Good! Now let’s implement the explosion step of the reduction process. To do that, we need to change the tree. Thankfully, zippers, while being immutable, support tree editing. To change the tree, we need to find a location that is ready to be exploded and side numbers. The structure of the numbers tells us that there will always be at least one number to the side. So we can check which one is there, replace it with the sum, and then replace the location itself with `0`:

``````day18> (defn explode [root]
(if-let [loc (exploding-node root)]
(let [[a b] (z/node loc)
left (find-left loc)
right (find-right loc)]
(-> (cond (not left) (z/edit right + b)
(not right) (z/edit left + a)
:else (-> left
(z/edit + a)
z/root
exploding-node
find-right
(z/edit + b)))
z/root
exploding-node
(z/replace 0)
z/root))
root))
#'day18/explode
day18> (explode [[7,6],[[[[5,4],3],2],1]])
[[7 11] [[[0 7] 2] 1]]
``````

In case where both numbers are available we have to do additional searches. Unfortunately zippers are new to me, so maybe there’s a more optimal way of doing this, but I wasn’t able to find it. My guess was to use the `path` function, but it seems that there’s no way to navigate to a certain location in the changed zipper, but to search it from the root again. Maybe I could write such function, but the semantics of the task allow me to just find the same exploding node from the root again.

This number explodes correctly, and we now have a number that can be split. Let’s write a function, that finds the leftmost number that is greater than `9`:

``````day18> (defn splittable-node [root]
(loop [loc (z/vector-zip root)]
(when-not (z/end? loc)
(cond (z/branch? loc)
(recur (z/next loc))
(> (z/node loc) 9)
loc
:else
(recur (z/next loc))))))
#'day18/splittable-node
day18> (z/node (splittable-node *2))
11
``````

Seems correct. Now let’s write another function, that splits the given location:

``````day18> (defn split [root]
(if-let [loc (splittable-node root)]
(-> loc
(z/edit (juxt #(int (Math/floor (/ % 2)))
#(int (Math/ceil (/ % 2)))))
z/root)
root))
#'day18/split
day18> (split [[7 11] [[[0 7] 2] 1]])
[[7 [5 6]] [[[0 7] 2] 1]]
``````

It’s always so pleasant when you can use the `juxt` function. Now we only need to implement addition with all necessary reduction steps:

``````day18> (defn sum [a b]
(loop [x [a b]]
(let [x' (explode x)]
(if (= x' x)
(let [x' (split x')]
(if (= x x')
x'
(recur x')))
(recur x')))))
#'day18/sum
day18> (sum [7,6] [[[[5,4],3],2],1])
[[7 [5 6]] [[[0 7] 2] 1]]
``````

This loop will `explode` the number until the number remains the same as before the explosion. Then it will split a single number, and repeat. If the number is unchanged after a split, means we’ve finished.

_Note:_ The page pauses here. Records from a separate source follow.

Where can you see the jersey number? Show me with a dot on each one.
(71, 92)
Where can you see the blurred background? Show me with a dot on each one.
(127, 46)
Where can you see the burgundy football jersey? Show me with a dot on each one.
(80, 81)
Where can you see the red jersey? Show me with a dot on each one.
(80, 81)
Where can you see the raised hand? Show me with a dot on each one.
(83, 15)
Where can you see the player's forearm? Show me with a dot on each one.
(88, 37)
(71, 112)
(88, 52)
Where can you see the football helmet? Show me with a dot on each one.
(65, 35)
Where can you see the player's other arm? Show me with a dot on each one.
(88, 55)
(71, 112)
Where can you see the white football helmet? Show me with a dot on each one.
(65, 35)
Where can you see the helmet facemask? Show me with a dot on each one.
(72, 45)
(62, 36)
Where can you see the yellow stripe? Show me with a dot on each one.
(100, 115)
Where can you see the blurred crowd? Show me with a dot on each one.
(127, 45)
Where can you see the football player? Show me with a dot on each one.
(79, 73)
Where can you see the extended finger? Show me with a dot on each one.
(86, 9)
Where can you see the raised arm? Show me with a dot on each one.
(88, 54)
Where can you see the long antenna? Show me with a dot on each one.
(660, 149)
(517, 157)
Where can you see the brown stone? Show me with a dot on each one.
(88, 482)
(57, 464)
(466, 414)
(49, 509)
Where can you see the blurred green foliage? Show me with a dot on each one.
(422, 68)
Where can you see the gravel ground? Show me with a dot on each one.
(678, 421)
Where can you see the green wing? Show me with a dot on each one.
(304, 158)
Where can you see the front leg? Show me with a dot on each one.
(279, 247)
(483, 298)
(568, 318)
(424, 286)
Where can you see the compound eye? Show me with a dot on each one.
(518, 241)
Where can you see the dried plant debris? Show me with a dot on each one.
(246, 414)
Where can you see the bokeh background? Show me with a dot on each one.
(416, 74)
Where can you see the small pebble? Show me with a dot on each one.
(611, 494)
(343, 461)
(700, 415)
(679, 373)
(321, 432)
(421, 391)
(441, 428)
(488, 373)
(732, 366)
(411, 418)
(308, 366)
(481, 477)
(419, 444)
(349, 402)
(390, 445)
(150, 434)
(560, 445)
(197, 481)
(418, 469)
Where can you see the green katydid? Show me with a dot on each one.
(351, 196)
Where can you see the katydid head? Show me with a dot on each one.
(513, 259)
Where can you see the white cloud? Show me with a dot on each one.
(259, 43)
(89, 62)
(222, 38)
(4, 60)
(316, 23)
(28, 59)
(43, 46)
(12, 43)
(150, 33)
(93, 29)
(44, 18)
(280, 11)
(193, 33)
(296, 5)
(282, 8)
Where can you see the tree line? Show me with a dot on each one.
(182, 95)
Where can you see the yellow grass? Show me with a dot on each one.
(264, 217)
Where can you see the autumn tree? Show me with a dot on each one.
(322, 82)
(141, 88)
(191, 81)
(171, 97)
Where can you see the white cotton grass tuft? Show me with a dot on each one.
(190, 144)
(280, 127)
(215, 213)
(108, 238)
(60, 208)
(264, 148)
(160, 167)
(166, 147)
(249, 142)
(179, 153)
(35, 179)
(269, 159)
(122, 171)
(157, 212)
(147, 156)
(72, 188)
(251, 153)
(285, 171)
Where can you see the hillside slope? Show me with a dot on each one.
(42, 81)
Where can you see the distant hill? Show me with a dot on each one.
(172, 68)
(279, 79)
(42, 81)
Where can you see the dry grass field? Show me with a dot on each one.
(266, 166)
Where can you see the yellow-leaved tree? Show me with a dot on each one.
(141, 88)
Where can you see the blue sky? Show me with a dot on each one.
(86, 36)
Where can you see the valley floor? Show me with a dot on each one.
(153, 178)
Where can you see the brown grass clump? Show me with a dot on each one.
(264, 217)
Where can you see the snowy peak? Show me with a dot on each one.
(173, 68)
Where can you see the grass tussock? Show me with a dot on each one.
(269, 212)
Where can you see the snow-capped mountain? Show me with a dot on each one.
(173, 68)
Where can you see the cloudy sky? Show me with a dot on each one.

To actually compute the answer, we need to implement another function that calculates the magnitude. To do that we need to multiply the left part of the pair by 3 and the right pair by 2, then add them:

``````day18> (defn magnitude' [loc]
(cond (z/end? loc)
(z/root loc)
(z/branch? loc)
(let [loc (z/next loc)
left (magnitude' loc)
right (magnitude' (z/right loc))]
(z/replace loc (+ (* 3 (z/node left)) (* 2 (z/node right)))))
:else
loc))
#'day18/magnitude'
day18> (defn magnitude [root]
(z/node (magnitude' (z/vector-zip root))))
#'day18/magnitude
``````

Finally, given that we have a list of numbers we need to add together, we can use `reduce` on it with our `sum` function, and then compute the magnitude for the final answer:

``````day18> (defn part-1 [input]
(->> input
(reduce sum)
magnitude))
#'day18/part-1
3763
``````

This grants us the first gold star!

### Part two

For the second part, we need to find the largest magnitude across all numbers. The catch is that snailfish addition is not commutative, which means that `a+b` is not necessarily equal to `b+a`, so we need to check all variants. It’s quite simple in Clojure, thanks to `for`:

``````day18> (defn part-2 [input]
(->> (for [a input
b input]
(when-not (= a b)
(magnitude (sum a b))))
(filter some?)
(apply max)))
#'day18/part-2
Here checking if the numbers are the same to avoid adding them. This introduces elements that are `nil` in our final list, so we `filter` them out. Then we just find the max value, and get the second gold star!